Alhamdulillah, akhirnya kami merapat ke komunitas Rumah Inspirasi di Jakarta Timur. Dan, sampai hari ini kami masih tetap menjalankan homeschooling mandiri. Anak tertua kami, Adiva usianya sekarang 23 tahun, sekarang ini dia bekerja sebagai illustrator dan animator melalui skill ilustrasi, animasi dan menulis yang dimilikinya. Sedangkan si adiknya, Aliyah, usianya 15 tahun, saat ini masih fokus pada bidang ilustrasi dan bahasa. Syukurnya, kedua anak kami memang kuat di bidang seni, sehingga rasa-rasanya jalur homeschooling ini memang langkah yang tepat untuk bakat dan minat mereka.
Pagi ini, saya membuka kembali catatan sewaktu mengikuti sharing Rumah Inspirasi tentang kualitas anak homeschooler yang tergantung pada orang tuanya, seberapa ngotot orang tuanya pada target-target yang telah ditentukan sendiri. Kualitas pendidikan anak - hal inilah yang membuat orang tua homescholler itu mesti siap lahir batin untuk repot dan capek.
Bener juga ya, bayangin saja, sudah tentu lebih enak menyekolahkan anak yang tinggal diantar ke sekolah setiap hari, setelah anak diantar, orang tua bisa fokus bekerja atau beristirahat, lalu orang tua juga tidak perlu belajar materi yang sedang dipelajari anak atau yang kira-kira akan dibutuhkan oleh anak di masa depan, sudah cukup menyerahkan pada pihak sekolah saja untuk memikirkan tahapan demi tahapan yang perlu dipelajari dan dikuasai anaknya, lah kok malah milih menghomeschoolingkan anak. Ya, jelas sajalah orang tua homeschooler itu wajib susah dan repot. Hahahaha, betul-betul. Repot mikir, sekaligus eksekusi. Belum lagi mencari jalan alternatif agar biayanya masuk dalam budget keuangan keluarga.
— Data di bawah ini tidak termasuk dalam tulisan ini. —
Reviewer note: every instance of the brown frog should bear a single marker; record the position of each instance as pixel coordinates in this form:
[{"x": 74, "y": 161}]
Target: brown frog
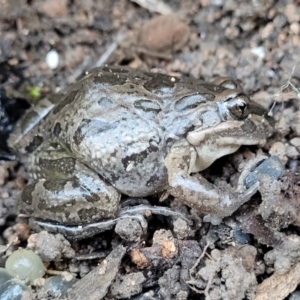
[{"x": 123, "y": 131}]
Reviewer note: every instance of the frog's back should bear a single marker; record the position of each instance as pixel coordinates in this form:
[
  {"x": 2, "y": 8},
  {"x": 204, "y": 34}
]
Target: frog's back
[{"x": 119, "y": 122}]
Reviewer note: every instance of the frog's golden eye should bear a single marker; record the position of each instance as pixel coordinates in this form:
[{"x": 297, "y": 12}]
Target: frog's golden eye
[{"x": 238, "y": 106}]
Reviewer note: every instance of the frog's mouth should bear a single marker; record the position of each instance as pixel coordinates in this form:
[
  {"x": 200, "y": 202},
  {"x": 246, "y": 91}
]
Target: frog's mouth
[{"x": 225, "y": 138}]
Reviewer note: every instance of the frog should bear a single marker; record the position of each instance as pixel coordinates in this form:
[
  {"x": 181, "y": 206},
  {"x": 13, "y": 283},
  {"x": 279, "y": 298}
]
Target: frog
[{"x": 121, "y": 131}]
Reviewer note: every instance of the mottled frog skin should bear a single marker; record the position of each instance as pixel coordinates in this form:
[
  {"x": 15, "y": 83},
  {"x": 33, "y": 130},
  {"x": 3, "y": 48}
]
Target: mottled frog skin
[{"x": 122, "y": 131}]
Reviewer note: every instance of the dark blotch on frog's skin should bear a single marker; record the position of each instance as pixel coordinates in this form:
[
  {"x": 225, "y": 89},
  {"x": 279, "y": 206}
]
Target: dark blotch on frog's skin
[
  {"x": 64, "y": 166},
  {"x": 43, "y": 206},
  {"x": 192, "y": 101},
  {"x": 117, "y": 69},
  {"x": 91, "y": 128},
  {"x": 36, "y": 142},
  {"x": 156, "y": 82},
  {"x": 110, "y": 79},
  {"x": 94, "y": 198},
  {"x": 68, "y": 99},
  {"x": 214, "y": 88},
  {"x": 154, "y": 179},
  {"x": 57, "y": 129},
  {"x": 104, "y": 102},
  {"x": 138, "y": 158},
  {"x": 55, "y": 185}
]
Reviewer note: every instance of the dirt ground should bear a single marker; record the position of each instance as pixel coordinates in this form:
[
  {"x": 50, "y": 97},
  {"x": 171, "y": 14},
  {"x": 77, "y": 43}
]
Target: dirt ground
[{"x": 253, "y": 254}]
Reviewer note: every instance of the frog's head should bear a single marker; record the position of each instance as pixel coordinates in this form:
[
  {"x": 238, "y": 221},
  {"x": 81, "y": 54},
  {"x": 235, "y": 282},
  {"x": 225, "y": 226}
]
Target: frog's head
[{"x": 232, "y": 121}]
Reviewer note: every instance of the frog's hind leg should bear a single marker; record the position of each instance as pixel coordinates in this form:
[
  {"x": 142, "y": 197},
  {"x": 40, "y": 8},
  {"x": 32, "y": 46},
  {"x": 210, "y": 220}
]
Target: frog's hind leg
[{"x": 65, "y": 190}]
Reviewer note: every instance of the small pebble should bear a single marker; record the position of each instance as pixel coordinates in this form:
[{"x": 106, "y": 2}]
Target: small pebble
[
  {"x": 12, "y": 289},
  {"x": 58, "y": 286},
  {"x": 52, "y": 59},
  {"x": 25, "y": 264}
]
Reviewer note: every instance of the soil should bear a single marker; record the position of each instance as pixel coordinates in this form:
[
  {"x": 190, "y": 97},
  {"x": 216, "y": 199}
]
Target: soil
[{"x": 253, "y": 254}]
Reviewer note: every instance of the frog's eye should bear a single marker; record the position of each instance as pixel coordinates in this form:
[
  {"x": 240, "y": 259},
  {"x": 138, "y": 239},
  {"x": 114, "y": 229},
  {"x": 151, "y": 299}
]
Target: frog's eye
[{"x": 237, "y": 106}]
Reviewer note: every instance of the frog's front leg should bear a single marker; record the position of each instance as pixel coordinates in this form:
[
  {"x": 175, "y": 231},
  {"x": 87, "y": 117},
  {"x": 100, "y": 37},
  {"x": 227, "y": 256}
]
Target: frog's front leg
[
  {"x": 195, "y": 191},
  {"x": 66, "y": 191}
]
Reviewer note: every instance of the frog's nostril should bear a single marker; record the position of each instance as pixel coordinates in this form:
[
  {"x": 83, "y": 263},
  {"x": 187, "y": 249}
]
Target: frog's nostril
[{"x": 238, "y": 107}]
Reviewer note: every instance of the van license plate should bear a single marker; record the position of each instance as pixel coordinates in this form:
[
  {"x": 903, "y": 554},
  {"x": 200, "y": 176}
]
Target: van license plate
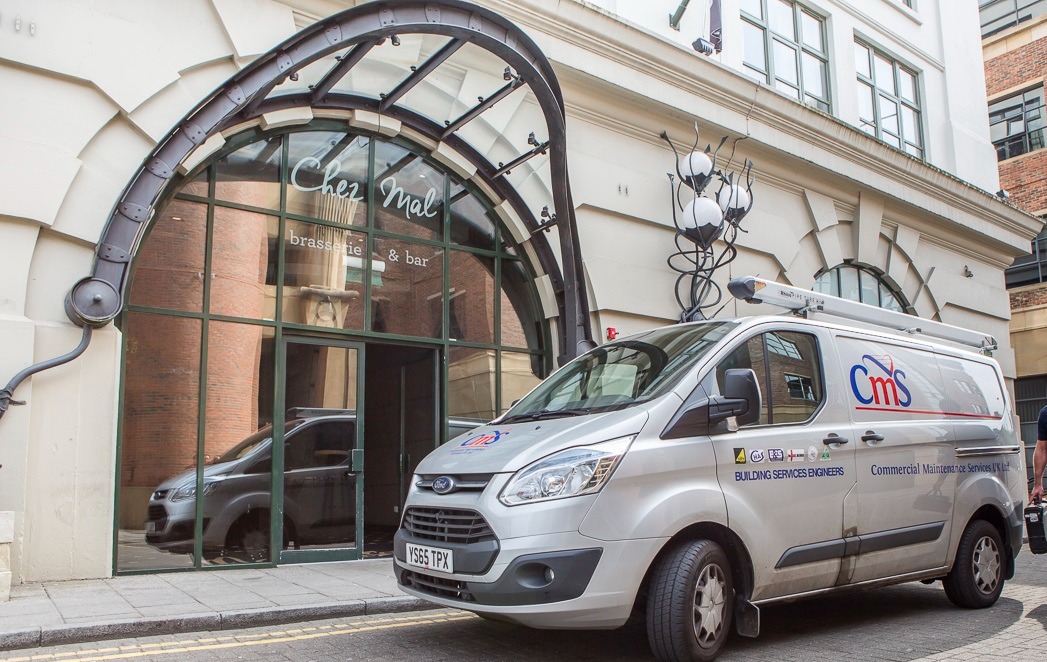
[{"x": 429, "y": 557}]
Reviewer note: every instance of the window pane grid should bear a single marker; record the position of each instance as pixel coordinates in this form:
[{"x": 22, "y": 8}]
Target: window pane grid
[
  {"x": 895, "y": 115},
  {"x": 786, "y": 49},
  {"x": 999, "y": 15},
  {"x": 1017, "y": 124}
]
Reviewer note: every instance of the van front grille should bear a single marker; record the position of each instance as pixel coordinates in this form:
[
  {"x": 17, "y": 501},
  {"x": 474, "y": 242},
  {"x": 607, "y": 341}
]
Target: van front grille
[
  {"x": 447, "y": 525},
  {"x": 437, "y": 586}
]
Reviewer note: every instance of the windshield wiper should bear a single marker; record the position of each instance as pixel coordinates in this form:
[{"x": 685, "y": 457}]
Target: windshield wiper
[{"x": 546, "y": 414}]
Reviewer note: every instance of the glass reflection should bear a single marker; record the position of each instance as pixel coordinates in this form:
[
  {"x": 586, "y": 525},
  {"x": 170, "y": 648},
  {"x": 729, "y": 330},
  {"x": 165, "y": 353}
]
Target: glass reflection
[
  {"x": 243, "y": 264},
  {"x": 471, "y": 294},
  {"x": 319, "y": 480},
  {"x": 519, "y": 374},
  {"x": 238, "y": 443},
  {"x": 408, "y": 194},
  {"x": 519, "y": 320},
  {"x": 169, "y": 267},
  {"x": 470, "y": 223},
  {"x": 471, "y": 376},
  {"x": 161, "y": 389},
  {"x": 328, "y": 176},
  {"x": 408, "y": 301},
  {"x": 324, "y": 276},
  {"x": 251, "y": 175}
]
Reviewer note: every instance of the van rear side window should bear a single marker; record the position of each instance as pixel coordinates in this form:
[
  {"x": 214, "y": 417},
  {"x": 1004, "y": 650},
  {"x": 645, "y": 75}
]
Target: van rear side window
[{"x": 972, "y": 389}]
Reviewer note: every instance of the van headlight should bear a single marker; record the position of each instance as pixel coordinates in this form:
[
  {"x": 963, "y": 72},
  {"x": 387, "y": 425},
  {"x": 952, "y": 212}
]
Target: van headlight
[{"x": 571, "y": 472}]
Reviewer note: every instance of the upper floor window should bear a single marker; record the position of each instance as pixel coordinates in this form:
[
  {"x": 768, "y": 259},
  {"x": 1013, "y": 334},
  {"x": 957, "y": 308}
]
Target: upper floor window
[
  {"x": 785, "y": 46},
  {"x": 1031, "y": 268},
  {"x": 1016, "y": 124},
  {"x": 888, "y": 100},
  {"x": 861, "y": 284},
  {"x": 999, "y": 15}
]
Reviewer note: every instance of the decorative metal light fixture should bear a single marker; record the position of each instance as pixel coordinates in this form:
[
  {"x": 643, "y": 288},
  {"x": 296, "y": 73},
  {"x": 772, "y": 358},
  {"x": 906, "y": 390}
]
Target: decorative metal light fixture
[{"x": 702, "y": 220}]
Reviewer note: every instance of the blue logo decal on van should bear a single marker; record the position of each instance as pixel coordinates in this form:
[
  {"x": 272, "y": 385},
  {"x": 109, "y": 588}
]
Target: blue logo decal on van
[
  {"x": 878, "y": 381},
  {"x": 484, "y": 439}
]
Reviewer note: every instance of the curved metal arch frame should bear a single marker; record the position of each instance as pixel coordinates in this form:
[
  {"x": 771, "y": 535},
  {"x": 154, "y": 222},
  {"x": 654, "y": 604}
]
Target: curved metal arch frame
[{"x": 95, "y": 301}]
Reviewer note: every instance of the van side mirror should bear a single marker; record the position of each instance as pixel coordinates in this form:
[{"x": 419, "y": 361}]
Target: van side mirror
[
  {"x": 741, "y": 398},
  {"x": 702, "y": 414}
]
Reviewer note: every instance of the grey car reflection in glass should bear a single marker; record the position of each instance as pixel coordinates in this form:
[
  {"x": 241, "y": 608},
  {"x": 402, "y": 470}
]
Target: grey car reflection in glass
[{"x": 319, "y": 492}]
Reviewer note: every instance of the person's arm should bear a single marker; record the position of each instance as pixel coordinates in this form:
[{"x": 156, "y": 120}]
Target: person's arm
[{"x": 1039, "y": 460}]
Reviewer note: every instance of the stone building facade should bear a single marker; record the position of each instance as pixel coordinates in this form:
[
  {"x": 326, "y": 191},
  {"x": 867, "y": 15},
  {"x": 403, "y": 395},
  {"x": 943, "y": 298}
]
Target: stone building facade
[{"x": 1015, "y": 48}]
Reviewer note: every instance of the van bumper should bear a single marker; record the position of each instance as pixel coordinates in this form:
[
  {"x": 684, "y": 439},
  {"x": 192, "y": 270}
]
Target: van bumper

Tahun 2024 - sudah masuk tahun ke-8 saya menjadi orang tua homeschooler. Dalam perjalanannya, saya dan suami seringkali bertanya kepada diri sendiri, maunya apa, output seperti apa yang diinginkan, jangan sampai masa depan anak dipertaruhkan karena semua keputusan ini pasti ada konsekuensinya. Dalam homeschooling, orang tua yang pegang kendali, semuanya dibebaskan, semuanya boleh dipelajari, namun tentu saja ketika kebebasan diberikan, yang hadir justru malah bukannya kemerdekaan tapi kebingungan, mana satu yang mau dtekuni dan ditingkatkan kualitasnya dalam waktu yang terbatas.
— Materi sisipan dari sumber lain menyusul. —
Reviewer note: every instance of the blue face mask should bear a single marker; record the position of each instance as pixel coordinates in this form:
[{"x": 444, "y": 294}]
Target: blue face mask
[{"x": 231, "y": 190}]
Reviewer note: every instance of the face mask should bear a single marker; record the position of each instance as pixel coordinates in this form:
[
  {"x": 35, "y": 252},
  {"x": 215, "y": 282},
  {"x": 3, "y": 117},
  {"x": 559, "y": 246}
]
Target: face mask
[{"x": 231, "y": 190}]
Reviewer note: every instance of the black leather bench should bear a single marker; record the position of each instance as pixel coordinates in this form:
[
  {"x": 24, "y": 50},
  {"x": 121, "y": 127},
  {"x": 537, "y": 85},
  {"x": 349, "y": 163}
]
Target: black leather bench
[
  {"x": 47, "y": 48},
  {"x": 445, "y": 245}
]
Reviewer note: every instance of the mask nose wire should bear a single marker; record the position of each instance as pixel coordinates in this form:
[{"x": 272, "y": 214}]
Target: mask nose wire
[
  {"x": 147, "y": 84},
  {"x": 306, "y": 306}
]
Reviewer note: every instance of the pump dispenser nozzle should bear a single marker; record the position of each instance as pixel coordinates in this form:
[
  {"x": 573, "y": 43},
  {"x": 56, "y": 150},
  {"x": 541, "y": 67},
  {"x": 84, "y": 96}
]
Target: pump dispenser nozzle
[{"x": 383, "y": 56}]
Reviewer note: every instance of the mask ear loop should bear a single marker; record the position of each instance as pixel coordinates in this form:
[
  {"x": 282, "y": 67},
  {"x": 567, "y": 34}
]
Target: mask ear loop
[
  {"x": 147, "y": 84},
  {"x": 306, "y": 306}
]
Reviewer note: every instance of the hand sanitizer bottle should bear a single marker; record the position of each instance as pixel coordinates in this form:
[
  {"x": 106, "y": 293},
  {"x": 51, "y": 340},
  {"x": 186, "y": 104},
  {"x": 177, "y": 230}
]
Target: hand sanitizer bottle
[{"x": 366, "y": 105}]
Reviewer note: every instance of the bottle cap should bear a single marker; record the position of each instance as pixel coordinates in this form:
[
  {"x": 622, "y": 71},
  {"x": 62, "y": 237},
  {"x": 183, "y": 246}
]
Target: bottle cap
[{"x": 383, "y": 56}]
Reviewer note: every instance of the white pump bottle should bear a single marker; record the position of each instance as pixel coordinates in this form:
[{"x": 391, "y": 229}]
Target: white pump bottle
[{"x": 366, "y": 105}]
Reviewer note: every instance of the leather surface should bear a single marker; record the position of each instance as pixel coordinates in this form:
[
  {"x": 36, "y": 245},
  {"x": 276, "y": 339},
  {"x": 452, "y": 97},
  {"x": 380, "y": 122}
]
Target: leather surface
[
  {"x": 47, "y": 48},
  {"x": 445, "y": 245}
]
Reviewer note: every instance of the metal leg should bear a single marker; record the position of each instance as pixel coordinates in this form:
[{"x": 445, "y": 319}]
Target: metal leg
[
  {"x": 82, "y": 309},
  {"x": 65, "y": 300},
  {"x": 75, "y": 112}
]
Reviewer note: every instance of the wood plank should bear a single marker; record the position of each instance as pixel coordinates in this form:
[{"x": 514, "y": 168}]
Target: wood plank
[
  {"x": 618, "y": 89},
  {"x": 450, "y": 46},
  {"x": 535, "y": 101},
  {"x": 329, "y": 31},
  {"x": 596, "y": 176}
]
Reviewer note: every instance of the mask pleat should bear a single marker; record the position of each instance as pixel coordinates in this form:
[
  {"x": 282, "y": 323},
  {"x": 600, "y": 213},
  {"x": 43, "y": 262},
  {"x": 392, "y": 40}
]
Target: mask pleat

Disinilah kekuatan dari dalam diri orang tua homeschooler sangat berperan dalam menemani anak bertumbuh dalam proses homeschoolingnya. Seberapa besar orang tua siap belajar, ngotot dan mau bekerja keras untuk memastikan homeschooling ini berjalan dengan baik. Karena di homeschooling ini tidak ada pihak yang maksain apalagi menjagain kualitas outputnya selain dari orang tuanya sendiri. Puas atau tidak puas dengan kualitas hasilnya pun terletak pada diri orang tuanya. Yang tentu saja, seiring dengan perkembangan anak, rasa puas akan kualitas sebuah aktivitas/target yang ingin dicapai sudah lebih berat pada diri sang anak. Orang tua sifatnya lebih pada pengawasan saja.
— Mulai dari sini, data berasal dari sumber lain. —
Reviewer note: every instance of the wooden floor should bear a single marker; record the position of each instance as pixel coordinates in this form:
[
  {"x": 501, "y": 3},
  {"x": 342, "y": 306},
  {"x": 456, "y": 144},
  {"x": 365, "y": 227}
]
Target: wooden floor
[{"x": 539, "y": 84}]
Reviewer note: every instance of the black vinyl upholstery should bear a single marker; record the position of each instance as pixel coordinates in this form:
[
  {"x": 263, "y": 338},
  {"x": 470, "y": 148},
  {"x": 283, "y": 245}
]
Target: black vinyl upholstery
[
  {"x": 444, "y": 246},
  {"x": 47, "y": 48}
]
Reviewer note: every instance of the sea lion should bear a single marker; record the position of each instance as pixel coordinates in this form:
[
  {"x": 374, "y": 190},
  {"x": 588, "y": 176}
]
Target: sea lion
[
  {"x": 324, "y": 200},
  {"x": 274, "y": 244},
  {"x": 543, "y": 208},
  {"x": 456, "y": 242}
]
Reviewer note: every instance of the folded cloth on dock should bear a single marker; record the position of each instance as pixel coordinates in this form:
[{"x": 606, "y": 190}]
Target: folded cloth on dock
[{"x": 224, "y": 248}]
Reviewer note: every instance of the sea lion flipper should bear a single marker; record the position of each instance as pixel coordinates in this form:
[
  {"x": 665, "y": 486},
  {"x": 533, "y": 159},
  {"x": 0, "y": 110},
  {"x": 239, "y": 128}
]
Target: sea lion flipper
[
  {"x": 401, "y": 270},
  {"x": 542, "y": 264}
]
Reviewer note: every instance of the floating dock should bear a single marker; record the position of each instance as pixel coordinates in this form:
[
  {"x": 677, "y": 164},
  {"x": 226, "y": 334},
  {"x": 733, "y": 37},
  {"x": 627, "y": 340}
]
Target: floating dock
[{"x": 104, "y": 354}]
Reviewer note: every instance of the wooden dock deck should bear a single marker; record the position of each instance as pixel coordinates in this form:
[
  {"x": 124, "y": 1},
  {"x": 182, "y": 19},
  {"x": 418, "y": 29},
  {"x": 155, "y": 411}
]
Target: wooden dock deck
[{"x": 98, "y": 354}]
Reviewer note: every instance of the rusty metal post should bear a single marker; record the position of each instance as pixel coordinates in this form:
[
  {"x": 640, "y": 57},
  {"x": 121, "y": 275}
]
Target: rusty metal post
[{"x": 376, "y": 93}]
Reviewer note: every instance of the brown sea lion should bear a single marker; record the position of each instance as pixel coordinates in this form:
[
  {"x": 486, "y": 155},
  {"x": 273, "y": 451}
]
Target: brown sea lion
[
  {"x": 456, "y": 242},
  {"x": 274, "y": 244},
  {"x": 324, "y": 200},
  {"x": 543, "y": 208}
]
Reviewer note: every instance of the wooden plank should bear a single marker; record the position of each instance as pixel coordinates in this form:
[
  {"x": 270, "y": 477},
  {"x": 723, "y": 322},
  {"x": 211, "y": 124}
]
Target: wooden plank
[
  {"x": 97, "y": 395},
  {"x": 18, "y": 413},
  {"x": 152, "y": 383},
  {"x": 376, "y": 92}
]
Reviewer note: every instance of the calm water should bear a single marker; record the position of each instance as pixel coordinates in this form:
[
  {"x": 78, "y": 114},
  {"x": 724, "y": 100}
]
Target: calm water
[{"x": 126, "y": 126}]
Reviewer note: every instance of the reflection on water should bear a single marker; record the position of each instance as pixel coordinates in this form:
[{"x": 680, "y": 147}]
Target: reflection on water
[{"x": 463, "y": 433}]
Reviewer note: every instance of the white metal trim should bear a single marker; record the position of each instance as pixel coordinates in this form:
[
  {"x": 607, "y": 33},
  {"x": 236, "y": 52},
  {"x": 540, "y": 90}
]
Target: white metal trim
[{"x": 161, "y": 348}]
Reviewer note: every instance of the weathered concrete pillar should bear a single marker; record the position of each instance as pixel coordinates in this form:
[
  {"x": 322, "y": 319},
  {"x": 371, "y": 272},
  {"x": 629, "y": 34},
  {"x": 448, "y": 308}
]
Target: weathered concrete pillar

Saat sharing tersebut, kak Aar juga menyinggung tentang mental extra mile. Apa sih itu?
Mental extra mile ini ya ngototan, memberikan usaha yang tidak biasa-biasa saja, melainkan memberikan usaha yang lebih. Ngototan ini sebuah energi yang anak bisa dapat tanpa harus kita sampaikan kata-kata "semangat", "kamu pasti bisa", "jangan mudah menyerah", dan lain-lain. Ngotot itu ya kalau ada hal yang ingin dikejar, ya kejarlah, selesaikan lalu lanjut ke hal berikutnya. Tidak mengejar kesempurnaan. Namun selesaikan apa yang sudah dimulai dalam waktu yang telah ditentukan. Karena yang terpenting adalah selesai dan prosesnya dinikmati, baik dalam bentuk dokumentasi proses belajar maupun hasilnya. Tantangan berat yang jadi menu harian orang tua homeschooler adalah seberapa ngotot orang tua untuk menjalani keseharian bersama anak-anak, menemani proses mereka menjadi seorang pembelajar mandiri. Karena seiring waktu, tentu saja anak-anak sudah tidak akan lagi perlu pendamping intensif dari orang tuanya. Pada akhirnya, orang tua mengecilkan perannya dan memastikan anak berada di dalam proses serta jalur yang tepat sesuai dengan target kehidupan mereka sendiri.